Bilim adamları seven ve sevmeyen kişilere el yazısı ile “seviyorum” kelimesini yazdırmışlar. Bu kağıtlar daha sonra yazanları tanımayan kişilere okutulmuş. Bunu yazan kişi gerçekten seviyor mu? diye sorulmuş. Cevaplar değerlendirildiğinde neredeyse okuyanların tamamı doğru tahmin etmiş. Daha sonra bilim adamları el yazısı ile yazılan kelimeleri dikte ettirmişler. Sonuç şaşırtıcı olarak aynı çıkmış. Yani yazının duyguları aktarma gibi mistik bir özelliği var. Duygu aktarmayan eserler ne kadar donanımlı olsa da bu yüzden beğeni kitlesi oluşturamamaktadır. Biz bu tür eserlere kuru metin diyoruz.
Kürk Mantolu Madonna, Sabahattin Ali'nin en bilinen eserlerinden biridir ve duygusal tema olarak yalnızlık, aşk, içsel çatışma, yabancılaşma ve hayal kırıklığı gibi derin insani duyguları işler.

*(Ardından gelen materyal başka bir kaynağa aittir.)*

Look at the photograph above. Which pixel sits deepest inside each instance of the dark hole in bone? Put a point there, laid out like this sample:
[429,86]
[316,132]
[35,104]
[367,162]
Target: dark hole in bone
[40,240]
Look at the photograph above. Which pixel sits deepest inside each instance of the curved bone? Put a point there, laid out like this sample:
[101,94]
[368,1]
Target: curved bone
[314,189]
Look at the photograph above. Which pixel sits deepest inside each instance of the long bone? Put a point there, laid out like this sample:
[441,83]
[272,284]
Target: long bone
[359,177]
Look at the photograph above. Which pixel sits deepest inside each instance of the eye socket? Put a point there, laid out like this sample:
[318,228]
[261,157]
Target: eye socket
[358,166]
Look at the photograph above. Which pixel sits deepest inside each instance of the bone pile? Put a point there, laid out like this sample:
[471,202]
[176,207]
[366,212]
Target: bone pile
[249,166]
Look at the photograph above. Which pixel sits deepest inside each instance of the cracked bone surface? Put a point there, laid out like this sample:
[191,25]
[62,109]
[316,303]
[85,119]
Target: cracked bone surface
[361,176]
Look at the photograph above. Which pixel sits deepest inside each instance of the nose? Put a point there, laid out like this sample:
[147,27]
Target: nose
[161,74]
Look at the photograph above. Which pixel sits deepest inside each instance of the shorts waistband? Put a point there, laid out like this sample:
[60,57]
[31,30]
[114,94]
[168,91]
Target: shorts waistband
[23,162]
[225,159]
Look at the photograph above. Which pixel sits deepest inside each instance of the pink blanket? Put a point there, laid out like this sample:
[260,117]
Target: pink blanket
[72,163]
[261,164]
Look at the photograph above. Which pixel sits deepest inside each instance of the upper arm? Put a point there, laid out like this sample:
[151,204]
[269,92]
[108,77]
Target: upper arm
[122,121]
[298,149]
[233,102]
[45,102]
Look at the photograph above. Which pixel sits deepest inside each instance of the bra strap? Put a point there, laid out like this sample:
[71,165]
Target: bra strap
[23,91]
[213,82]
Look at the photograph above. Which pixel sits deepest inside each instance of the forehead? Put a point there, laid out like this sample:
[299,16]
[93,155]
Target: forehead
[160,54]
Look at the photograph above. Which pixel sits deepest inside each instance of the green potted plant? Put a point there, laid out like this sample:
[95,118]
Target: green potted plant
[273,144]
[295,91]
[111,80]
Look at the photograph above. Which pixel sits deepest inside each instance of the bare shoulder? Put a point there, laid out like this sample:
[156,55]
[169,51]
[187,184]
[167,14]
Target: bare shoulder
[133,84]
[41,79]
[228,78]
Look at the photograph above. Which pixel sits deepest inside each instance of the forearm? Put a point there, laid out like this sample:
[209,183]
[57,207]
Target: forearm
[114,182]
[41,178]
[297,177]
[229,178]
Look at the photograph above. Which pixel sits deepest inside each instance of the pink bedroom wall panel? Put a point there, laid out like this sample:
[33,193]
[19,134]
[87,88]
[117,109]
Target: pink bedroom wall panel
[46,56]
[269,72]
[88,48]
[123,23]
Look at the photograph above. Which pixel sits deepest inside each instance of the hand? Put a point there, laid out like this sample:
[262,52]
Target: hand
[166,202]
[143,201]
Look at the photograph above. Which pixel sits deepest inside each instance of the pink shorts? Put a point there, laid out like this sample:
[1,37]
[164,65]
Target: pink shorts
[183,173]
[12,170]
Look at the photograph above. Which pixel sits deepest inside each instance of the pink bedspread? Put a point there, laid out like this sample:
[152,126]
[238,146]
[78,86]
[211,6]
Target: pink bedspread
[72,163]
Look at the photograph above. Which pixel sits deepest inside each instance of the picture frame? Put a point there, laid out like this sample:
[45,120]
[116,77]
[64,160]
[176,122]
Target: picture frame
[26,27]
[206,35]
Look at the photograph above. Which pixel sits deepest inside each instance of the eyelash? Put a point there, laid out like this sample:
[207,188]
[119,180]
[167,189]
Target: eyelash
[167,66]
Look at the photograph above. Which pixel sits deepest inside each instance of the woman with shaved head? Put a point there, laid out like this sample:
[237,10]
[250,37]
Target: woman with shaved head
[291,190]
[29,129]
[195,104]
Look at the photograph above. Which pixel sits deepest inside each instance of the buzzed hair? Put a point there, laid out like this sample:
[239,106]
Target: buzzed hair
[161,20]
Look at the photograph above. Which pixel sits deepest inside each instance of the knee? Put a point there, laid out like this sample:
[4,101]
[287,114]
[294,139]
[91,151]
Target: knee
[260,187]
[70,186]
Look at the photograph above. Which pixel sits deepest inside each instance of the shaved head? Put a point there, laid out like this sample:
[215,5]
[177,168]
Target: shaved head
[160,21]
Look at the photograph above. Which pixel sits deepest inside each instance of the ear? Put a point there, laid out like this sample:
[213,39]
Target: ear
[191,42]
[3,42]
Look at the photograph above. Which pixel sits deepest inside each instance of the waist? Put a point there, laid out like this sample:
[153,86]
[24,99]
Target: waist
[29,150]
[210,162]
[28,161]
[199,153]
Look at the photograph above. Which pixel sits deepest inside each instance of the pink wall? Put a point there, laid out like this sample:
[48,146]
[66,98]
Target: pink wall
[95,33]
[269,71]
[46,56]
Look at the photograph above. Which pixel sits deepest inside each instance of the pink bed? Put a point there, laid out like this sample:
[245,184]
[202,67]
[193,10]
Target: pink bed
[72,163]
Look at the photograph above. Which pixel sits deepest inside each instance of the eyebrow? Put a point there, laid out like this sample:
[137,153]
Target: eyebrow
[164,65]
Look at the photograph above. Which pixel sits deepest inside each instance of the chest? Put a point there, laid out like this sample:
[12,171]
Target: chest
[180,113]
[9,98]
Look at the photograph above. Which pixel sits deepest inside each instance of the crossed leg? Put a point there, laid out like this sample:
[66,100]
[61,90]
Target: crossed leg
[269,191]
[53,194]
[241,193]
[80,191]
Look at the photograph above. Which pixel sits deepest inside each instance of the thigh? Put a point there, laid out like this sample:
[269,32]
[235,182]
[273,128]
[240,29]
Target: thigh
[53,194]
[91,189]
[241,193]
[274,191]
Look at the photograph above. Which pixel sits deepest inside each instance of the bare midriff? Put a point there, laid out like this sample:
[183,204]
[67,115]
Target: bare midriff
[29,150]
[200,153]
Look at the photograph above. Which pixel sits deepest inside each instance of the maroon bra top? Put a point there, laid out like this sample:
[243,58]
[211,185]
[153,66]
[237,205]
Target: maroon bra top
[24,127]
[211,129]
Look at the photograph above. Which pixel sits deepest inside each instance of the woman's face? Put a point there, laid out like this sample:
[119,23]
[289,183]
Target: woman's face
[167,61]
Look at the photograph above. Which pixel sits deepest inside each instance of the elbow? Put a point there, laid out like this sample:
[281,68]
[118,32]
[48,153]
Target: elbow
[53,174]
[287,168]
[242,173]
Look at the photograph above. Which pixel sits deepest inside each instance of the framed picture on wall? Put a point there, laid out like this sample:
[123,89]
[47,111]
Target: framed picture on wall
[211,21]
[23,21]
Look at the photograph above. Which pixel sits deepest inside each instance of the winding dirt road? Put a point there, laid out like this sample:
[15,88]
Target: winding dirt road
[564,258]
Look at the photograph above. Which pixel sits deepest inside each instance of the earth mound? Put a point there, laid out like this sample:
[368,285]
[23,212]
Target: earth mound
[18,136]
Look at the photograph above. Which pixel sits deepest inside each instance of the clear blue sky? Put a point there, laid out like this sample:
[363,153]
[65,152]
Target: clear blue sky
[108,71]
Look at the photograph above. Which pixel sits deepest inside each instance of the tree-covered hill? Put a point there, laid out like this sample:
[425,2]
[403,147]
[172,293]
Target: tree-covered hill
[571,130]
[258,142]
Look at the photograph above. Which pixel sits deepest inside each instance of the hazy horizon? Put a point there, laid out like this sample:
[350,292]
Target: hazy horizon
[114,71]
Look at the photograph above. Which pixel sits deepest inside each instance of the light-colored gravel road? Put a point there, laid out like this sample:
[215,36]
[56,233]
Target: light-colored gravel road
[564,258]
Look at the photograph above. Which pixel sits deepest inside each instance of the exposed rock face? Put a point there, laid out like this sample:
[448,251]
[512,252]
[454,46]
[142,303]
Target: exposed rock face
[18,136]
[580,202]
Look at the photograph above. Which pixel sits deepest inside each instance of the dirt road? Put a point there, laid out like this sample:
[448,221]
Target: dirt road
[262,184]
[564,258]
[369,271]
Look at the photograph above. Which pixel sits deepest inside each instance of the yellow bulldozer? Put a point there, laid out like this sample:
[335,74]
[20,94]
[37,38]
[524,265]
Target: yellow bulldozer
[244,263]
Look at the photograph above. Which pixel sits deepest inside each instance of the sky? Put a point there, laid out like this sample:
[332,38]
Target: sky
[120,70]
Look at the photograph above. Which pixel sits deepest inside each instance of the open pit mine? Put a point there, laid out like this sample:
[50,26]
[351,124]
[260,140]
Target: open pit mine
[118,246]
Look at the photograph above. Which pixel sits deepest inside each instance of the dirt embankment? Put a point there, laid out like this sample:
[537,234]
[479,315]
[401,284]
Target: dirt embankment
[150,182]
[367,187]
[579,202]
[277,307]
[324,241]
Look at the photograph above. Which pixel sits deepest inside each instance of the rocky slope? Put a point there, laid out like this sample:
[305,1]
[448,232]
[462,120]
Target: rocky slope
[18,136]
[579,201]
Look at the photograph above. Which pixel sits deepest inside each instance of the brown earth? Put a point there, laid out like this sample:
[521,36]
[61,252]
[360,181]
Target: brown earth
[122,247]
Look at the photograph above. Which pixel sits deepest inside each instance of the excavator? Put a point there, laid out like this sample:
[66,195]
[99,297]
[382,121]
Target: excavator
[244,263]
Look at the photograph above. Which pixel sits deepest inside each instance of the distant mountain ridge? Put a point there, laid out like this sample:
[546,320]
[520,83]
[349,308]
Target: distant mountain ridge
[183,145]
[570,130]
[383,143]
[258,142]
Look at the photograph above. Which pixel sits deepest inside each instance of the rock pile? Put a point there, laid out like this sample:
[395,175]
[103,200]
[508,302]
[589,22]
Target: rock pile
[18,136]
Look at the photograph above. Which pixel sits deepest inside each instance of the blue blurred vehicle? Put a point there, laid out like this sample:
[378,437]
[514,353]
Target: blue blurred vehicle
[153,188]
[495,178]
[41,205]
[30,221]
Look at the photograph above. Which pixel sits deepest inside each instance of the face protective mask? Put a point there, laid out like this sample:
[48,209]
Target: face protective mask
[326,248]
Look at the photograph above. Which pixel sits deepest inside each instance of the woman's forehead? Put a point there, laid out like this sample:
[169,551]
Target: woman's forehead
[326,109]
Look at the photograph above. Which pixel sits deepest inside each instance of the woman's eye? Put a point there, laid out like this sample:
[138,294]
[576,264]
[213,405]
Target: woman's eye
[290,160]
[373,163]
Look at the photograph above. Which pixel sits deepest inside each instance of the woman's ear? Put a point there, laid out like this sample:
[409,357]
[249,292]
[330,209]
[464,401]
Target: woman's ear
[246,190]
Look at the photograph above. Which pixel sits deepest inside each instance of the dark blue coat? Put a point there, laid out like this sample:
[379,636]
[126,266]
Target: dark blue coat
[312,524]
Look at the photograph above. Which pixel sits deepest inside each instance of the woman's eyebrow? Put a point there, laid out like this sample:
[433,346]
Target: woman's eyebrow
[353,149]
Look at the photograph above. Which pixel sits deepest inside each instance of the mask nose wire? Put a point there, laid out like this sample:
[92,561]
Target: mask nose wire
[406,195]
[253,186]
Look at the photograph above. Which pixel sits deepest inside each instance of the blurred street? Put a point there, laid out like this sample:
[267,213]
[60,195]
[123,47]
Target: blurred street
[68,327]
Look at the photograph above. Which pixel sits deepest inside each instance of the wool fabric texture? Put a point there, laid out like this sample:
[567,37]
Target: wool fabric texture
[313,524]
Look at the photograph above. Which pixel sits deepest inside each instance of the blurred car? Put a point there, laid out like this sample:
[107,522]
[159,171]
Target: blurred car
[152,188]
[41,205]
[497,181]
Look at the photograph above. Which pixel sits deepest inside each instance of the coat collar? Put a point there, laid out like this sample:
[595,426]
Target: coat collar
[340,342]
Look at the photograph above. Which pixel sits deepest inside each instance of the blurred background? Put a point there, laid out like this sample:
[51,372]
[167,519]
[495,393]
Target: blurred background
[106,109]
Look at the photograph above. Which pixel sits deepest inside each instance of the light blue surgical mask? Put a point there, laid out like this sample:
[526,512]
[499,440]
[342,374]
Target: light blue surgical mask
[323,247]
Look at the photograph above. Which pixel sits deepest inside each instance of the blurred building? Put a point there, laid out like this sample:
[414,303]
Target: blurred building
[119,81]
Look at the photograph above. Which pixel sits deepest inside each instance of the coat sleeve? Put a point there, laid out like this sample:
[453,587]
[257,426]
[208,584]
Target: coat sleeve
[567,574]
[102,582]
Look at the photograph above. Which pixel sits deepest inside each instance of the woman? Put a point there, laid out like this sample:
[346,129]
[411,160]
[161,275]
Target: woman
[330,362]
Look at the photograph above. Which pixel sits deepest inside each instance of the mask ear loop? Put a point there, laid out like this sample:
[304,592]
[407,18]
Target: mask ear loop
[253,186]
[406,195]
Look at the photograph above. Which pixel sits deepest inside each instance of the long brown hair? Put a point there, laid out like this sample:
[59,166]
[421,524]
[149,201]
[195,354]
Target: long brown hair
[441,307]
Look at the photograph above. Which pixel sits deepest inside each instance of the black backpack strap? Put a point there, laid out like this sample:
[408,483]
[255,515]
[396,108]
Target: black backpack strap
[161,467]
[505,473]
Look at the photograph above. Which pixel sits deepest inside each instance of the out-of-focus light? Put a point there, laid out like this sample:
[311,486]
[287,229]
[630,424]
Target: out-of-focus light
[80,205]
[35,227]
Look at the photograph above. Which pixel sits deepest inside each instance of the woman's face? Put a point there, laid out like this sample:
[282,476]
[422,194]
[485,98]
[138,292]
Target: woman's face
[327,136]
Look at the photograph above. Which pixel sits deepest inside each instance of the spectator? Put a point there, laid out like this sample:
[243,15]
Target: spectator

Roman, iki ana karakter olan Raif Efendi ve Maria'nın hayatları üzerinden bu temaları tartışır.
Raif Efendi, hayatta içsel bir boşluk ve yalnızlık hissiyle yaşamaktadır. Onun Maria’ya duyduğu aşk, hem bir kurtuluş arayışı hem de kendi kimliğiyle yüzleşme sürecidir. Maria ise, dışarıdan güçlü ve bağımsız gibi görünse de, içsel bir boşluk ve acı taşımaktadır. Aşkları, hem birbirlerine hem de topluma yabancılaşan iki karakterin birbirlerini anlamaya ve kabul etmeye çalışmalarının hikayesidir.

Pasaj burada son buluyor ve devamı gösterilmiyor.